Now, as I mentioned earlier, there's a better way. sed can extract the block you want directly, if you use the proper address forms.

Code:

#Don't include "Subject" in the list.
searchlist="From|To|Message-ID|Date|Mime-Version|Content-Type|In-Reply-To"

count=$( sed -rn "/Subject/,/($searchlist)/ { /^($searchlist)/d ; p}' "$I" )

#or without "Subject"
count=$( sed -rn '/Subject/,/($searchlist)/ { /^($searchlist)/d ; s/Subject:[ ]*// ; p}' "$I" )

echo "${#count}"

It matches from "Subject", to the next line that contains something in "$searchlist". Then the sub-bracket removes the "$searchlist" line before printing.
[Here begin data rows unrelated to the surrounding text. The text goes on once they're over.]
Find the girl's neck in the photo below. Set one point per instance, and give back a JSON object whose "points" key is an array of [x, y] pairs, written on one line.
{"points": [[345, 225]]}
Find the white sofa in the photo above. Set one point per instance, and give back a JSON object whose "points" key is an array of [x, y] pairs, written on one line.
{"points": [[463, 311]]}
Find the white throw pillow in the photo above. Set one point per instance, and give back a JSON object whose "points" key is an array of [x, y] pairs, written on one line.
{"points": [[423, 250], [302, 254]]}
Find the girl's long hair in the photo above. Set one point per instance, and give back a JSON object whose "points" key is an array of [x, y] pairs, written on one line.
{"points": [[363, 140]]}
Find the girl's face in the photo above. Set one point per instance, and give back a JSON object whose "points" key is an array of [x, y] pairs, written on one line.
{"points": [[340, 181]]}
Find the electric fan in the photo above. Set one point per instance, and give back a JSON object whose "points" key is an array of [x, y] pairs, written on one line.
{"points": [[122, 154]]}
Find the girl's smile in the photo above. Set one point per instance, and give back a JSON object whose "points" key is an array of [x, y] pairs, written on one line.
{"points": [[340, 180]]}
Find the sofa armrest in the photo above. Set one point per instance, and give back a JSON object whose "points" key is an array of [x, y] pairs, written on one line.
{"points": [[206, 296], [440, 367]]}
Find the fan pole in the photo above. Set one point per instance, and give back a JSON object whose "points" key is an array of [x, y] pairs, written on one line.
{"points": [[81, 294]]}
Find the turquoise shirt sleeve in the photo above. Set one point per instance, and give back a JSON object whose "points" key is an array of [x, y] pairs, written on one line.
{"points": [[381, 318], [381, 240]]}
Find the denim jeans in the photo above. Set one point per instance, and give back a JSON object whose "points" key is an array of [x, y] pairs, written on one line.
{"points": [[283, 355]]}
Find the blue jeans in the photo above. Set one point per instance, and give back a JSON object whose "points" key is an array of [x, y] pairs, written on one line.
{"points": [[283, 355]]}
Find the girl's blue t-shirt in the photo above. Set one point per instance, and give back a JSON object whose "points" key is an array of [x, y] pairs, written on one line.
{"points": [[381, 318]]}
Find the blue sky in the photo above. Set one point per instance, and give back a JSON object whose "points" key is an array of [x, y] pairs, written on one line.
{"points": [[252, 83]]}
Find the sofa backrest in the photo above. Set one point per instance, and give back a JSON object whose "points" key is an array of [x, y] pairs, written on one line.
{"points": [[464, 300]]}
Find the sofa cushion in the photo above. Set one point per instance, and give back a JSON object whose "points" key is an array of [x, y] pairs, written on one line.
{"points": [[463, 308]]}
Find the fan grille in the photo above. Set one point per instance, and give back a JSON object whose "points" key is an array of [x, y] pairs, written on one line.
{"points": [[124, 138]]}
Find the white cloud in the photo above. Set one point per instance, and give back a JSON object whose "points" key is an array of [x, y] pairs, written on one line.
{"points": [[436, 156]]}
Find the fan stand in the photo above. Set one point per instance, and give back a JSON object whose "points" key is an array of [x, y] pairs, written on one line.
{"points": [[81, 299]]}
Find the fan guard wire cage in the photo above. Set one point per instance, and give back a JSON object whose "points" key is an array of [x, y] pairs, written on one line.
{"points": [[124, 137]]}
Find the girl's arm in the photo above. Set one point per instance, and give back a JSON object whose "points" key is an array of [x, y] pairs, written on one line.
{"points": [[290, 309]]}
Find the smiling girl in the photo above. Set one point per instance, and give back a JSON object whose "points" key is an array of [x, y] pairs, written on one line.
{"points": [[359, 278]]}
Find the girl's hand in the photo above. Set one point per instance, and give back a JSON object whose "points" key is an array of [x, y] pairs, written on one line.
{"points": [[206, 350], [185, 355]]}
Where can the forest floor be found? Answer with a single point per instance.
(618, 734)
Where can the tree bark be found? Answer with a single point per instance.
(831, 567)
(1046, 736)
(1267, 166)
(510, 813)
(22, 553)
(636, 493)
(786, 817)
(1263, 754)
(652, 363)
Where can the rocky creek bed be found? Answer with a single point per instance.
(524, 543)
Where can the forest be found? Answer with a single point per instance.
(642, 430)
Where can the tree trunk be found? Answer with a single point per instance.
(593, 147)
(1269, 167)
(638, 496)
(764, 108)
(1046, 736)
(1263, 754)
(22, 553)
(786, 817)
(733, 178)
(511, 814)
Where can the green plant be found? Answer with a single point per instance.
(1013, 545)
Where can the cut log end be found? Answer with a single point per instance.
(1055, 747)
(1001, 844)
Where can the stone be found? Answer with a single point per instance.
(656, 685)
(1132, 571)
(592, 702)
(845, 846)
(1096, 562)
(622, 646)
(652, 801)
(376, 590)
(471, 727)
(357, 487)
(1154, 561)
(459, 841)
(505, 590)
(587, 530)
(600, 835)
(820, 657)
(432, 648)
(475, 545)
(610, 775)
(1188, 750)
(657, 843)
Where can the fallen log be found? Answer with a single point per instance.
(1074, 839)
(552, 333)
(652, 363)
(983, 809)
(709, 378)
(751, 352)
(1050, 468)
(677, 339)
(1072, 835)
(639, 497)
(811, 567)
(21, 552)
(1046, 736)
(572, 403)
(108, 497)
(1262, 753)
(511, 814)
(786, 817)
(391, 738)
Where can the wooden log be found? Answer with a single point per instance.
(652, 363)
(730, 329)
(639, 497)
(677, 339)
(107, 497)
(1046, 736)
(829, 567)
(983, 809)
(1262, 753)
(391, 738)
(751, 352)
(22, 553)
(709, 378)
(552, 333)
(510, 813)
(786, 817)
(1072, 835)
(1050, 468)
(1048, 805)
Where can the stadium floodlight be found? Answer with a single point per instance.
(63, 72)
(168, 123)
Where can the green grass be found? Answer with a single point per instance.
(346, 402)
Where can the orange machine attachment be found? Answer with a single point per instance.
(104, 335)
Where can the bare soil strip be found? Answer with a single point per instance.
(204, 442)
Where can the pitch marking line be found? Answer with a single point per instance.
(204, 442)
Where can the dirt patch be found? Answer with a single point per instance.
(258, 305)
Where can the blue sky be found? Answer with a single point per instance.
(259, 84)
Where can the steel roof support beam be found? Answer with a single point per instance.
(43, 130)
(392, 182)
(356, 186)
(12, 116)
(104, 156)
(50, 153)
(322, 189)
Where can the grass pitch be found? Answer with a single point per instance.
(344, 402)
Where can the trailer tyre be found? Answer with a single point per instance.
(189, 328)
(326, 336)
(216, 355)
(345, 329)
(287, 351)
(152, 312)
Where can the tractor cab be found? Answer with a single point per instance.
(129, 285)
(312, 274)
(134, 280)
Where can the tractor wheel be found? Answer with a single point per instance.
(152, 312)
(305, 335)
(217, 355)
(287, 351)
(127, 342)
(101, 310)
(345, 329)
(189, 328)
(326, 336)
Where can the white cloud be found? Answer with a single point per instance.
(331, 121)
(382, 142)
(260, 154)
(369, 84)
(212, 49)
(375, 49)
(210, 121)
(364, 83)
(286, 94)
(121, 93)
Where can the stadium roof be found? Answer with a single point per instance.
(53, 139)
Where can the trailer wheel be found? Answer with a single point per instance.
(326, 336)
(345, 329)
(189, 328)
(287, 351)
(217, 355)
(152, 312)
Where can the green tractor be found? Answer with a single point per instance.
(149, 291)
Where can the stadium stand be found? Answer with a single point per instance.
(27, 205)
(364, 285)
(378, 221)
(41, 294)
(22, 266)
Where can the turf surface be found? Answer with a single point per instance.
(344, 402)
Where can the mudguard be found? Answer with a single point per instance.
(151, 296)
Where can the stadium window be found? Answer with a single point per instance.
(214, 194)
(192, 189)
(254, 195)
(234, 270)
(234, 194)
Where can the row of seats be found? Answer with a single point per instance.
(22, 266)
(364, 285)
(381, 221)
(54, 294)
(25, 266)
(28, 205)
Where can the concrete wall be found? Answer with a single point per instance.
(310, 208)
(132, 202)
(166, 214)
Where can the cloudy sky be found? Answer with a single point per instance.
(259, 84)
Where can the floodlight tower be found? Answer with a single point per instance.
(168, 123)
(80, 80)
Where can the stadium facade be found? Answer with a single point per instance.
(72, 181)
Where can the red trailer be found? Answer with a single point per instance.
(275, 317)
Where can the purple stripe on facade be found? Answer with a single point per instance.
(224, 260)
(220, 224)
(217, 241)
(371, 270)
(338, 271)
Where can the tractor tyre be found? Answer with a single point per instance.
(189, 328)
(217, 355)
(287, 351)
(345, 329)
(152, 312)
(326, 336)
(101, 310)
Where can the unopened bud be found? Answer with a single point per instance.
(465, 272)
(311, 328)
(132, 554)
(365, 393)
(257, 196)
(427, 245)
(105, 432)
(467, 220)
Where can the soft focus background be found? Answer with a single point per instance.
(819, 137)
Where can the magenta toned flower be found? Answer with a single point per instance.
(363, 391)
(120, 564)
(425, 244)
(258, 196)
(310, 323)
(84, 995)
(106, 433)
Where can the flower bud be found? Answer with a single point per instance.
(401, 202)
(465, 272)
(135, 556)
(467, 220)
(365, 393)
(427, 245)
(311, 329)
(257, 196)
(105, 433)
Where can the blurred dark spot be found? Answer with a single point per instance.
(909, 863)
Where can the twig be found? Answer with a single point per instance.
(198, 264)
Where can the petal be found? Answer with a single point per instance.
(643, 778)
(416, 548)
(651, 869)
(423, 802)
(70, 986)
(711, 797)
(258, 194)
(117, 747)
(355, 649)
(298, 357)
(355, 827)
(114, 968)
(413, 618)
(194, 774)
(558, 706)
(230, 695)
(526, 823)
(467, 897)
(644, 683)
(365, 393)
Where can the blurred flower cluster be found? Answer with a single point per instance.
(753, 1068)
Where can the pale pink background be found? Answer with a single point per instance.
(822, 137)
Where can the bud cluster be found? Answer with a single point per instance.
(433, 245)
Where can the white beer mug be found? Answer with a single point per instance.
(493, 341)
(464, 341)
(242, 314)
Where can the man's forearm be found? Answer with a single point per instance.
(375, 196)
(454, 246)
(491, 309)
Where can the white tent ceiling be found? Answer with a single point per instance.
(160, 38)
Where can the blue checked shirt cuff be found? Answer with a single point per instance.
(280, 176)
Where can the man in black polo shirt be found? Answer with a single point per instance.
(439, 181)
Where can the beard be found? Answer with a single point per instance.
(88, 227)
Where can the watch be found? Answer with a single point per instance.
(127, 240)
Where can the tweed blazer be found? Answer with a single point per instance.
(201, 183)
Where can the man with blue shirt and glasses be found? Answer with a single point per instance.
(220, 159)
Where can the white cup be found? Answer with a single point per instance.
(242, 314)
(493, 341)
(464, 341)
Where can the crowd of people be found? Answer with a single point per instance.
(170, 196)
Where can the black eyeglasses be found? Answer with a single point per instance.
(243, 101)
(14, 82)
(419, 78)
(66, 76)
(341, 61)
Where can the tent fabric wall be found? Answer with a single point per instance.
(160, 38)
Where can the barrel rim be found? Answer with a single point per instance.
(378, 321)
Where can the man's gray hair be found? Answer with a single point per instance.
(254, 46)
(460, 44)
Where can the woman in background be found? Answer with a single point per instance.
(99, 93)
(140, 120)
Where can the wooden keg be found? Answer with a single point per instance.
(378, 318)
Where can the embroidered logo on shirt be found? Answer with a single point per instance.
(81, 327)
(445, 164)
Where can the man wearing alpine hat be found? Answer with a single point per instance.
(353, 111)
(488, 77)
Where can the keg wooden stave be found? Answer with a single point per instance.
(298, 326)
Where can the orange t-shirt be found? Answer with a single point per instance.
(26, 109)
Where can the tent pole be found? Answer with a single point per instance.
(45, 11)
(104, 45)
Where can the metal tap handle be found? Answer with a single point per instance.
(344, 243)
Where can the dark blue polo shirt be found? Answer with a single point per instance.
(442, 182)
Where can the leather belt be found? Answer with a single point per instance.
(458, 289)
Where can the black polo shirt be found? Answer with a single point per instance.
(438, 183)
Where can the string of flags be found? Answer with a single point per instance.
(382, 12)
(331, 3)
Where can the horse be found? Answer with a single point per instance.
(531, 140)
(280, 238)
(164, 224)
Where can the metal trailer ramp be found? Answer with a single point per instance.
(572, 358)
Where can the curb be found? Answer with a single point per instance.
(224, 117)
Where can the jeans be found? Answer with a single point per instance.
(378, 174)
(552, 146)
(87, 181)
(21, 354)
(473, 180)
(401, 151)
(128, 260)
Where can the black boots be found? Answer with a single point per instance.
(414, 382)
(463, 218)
See? No need to extract line numbers. :cool:

Here are a few useful sed references.
http://www.grymoire.com/Unix/Sed.html
http://sed.sourceforge.net/grabbag/
http://sed.sourceforge.net/sedfaq.html
http://sed.sourceforge.net/sed1line.txt

lakshminarayanan 11-10-2011 12:38 AM

Well, you've inspired me a lot. In my case a file may contain more than 1 emails when it is an email thread. However, I try to do that myself and get back to you If I need help. I'll also keep you posted on how I progress and How successful I come out with my 1st project. You've been of great help to me. Thanks again.

David the H. 11-10-2011 01:07 AM

Good luck then. But probably you'll only need to add a q command in sed after the p, to tell it to quit after the first match.

Code:

sed -rn '/Subject/,/($searchlist)/ { /^($searchlist)/d ; s/Subject:[ ]*// ; p ; q }' "$I"


All times are GMT -5. The time now is 11:09 PM.